Besonders die Ressourcenknappheit ist ein limitierender Faktor bei der Ausgestaltung eines geeigneten Marketingkonzepts. Auch können sich junge Unternehmen nicht auf Erfahrungswerte aus der Vergangenheit verlassen, wie das bei einer bereits etablierten Marke möglich ist. [6]

Neues Marketing für neue Märkte

Ein Beispiel, nicht ganz aus der Startup-Welt, aber dennoch können Parallelen gezogen werden: Das Unternehmen Red Bull befand sich bei der Markteinführung seiner Red Bull Cola in einer ganz anderen Situation als bei der Einführung seines Energy Drinks, weil Letzterer zur Zeit seiner Markteinführung ein vollkommen neuartiges Produkt war. Die Zielgruppe musste erstmal sensibilisiert und Akzeptanz geschaffen werden, um die Marke bekannt zu machen. Alle nachgelagerten Produktlinienerweiterungen (Line Extensions) von Red Bull (wie die Cola), hatten es nach dem Erfolg des Energy Drinks wesentlich leichter, sich am Markt erfolgreich zu positionieren. Die Marke war der Zielgruppe (und darüber hinaus) bekannt und die Kunden wussten, worauf sie sich einlassen.

Die Kommunikationsstrategie von Red Bull setzte von Beginn an auf Ressourcen sparende Mundpropaganda und Buzz Marketing, um den Energy Drink bekannt zu machen. Erst später folgten TV-Spots, Kino-Werbung, Anzeigen und Sponsorenverträge mit Sportlern. Natürlich verfügte Red Bull schon von Anfang an über ein deutlich größeres Marketingbudget als die meisten Neugründungen. Was Startups dennoch vom Beispiel Red Bull lernen können, sind die Ziele und Aufgaben, die das Marketing in jungen Unternehmen bewältigen muss. Dazu zählen vor allem die Schaffung von Akzeptanz für das Unternehmen und seine Produkte oder Dienstleistungen sowie der Aufbau von Markenbekanntheit. [7]

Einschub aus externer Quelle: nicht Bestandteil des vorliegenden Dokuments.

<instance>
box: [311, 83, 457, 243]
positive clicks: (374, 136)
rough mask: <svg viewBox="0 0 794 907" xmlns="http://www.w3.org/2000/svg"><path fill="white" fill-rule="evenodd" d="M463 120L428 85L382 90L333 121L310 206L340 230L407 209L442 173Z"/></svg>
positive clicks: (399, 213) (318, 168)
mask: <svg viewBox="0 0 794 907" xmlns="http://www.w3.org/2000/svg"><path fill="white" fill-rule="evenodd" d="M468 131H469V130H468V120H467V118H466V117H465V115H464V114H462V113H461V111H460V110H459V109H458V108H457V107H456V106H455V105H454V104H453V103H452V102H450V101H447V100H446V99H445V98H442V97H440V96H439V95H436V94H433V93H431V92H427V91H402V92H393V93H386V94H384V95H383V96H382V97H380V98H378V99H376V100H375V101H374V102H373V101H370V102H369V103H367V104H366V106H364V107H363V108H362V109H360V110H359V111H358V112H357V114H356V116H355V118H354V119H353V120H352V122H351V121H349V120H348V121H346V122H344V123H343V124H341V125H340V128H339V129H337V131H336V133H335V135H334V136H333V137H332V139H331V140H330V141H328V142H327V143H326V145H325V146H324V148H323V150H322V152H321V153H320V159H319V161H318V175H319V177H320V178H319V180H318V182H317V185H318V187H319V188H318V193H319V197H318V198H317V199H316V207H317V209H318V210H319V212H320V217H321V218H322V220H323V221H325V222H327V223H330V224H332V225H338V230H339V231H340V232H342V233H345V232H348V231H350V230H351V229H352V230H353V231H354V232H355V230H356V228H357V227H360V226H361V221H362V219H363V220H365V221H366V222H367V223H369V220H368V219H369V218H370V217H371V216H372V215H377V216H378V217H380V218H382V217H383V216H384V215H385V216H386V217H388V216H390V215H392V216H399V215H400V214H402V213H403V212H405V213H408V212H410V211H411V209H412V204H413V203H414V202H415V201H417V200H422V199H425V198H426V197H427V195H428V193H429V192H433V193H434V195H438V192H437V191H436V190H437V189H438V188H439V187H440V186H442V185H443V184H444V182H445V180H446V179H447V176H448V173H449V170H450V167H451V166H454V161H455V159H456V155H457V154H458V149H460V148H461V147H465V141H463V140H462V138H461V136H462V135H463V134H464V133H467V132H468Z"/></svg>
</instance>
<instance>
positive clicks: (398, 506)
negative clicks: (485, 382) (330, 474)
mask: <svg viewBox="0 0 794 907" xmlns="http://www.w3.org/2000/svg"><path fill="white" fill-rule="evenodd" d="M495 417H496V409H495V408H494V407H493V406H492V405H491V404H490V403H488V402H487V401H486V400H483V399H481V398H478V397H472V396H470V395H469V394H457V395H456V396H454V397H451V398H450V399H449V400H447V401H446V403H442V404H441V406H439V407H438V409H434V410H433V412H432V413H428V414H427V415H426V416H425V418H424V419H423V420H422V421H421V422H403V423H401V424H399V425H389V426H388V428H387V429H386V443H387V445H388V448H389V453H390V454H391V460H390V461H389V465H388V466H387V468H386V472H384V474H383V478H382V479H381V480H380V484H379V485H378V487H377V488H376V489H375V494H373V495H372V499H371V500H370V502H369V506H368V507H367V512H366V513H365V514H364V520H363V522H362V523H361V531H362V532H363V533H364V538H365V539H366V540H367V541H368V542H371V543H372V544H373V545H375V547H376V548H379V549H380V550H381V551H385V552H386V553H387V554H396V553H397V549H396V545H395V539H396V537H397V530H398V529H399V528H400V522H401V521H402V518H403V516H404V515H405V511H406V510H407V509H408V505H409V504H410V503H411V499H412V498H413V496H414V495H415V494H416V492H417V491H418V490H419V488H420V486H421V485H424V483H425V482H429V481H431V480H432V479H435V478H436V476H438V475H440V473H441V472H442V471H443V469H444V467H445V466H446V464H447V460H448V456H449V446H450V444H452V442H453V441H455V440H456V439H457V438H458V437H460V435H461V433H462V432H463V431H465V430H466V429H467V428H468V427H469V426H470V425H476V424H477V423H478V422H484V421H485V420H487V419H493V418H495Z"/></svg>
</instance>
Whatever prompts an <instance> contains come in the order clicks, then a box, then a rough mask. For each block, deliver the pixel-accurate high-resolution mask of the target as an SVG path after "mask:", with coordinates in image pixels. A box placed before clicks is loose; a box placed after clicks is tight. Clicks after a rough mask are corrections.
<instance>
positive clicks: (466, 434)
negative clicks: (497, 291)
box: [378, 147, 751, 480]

Effiziente Marketing-Methoden

Junge Unternehmen müssen allein schon wegen ihrer begrenzten Ressourcen ein effizientes Marketing entwickeln, das sich im besten Fall wie von allein verbreitet. Zum Beispiel durch Mundpropaganda, die bei der Zielgruppe für Aufmerksamkeit und Bekanntheit sorgt. Wenn ein Produkt auf Social-Media-Plattformen sichtbar ist und kreative, innovative Guerilla-Marketing-Aktionen stattfinden, schafft diese Art von Marketing im Idealfall Effekte, die die Kommunikation über das Produkt «ansteckend» macht und somit innerhalb relativ kurzer Zeit für Bekanntheit bei der Zielgruppe sorgt. [8] Die Kosten für Guerilla-Aktionen entstehen zumeist lediglich bei der Entwicklung der Strategie, des Inhalts sowie bei der Platzierung im ausgewählten Kommunikationskanal. Nach der Veröffentlichung fallen häufig kaum noch weitere Kosten an, weil die Botschaft idealerweise wie ein Virus innerhalb der Zielgruppe weitergegeben wird. Aus diesem Grund ist die virale Werbeform für junge Unternehmen mit kleinem Marketingbudget oftmals empfehlenswert. [9]

 

Fachliteratur

[1] AMA 2013

[2] vgl. Kalka/Mäßen 2012, S. 6

[3] vgl. Faltin 2014, S. 44–45

[4] vgl. Freiling/Kollmann 2008, S. 5

[5] Welsh/White 1981, S. 18

[6] vgl. Freiling/Kollmann 2008, S. 5

[7] vgl. Freiling/Kollmann 2008, S. 6,7

[8] vgl. Oetting 2008

[9] vgl. Hutter/Hoffmann 2013, S. 37

 

AMA (2013): https://www.ama.org/AboutAMA/Pages/Definition-of-Marketing.aspx, (zuletzt am 2.10.2014)

Faltin, Günter (2013): Kopf schlägt Kapital. Die ganz andere Art, ein Unternehmen zu gründen. Von der Lust ein Entrepreneur zu sein, München.

Freiling, Jörg/Kollmann, Tobias (Hrsg.) (2008): Entrepreneurial Marketing, Besonderheiten, Aufgaben und Lösungsansätze für Gründungsunternehmen, Wiesbaden.

Hutter, Katharina/Hoffmann, Stefan (2013): Professionelles Guerilla Marketing, Grundlagen-Instrumente-Controlling, Wiesbaden.

Kalka, Regine/Mäßen, Andrea (2012): Marketing, 5. Auflage, Freiburg.

Oetting, Martin (2008): «Viral Marketing», wie funktioniert das eigentlich? http://www.deutsche-startups.de/2008/05/14/viral-marketing-wie-funktioniert-das-eigentlich-gastbeitrag-von-martin-oetting-teil-1/, (zuletzt am 8.10.2014)

Welsh, J./White, J. (1981): A Small Business Is Not A Little Big Business, in: Harvard Business Review 1981, 59 (4), S. 18–32.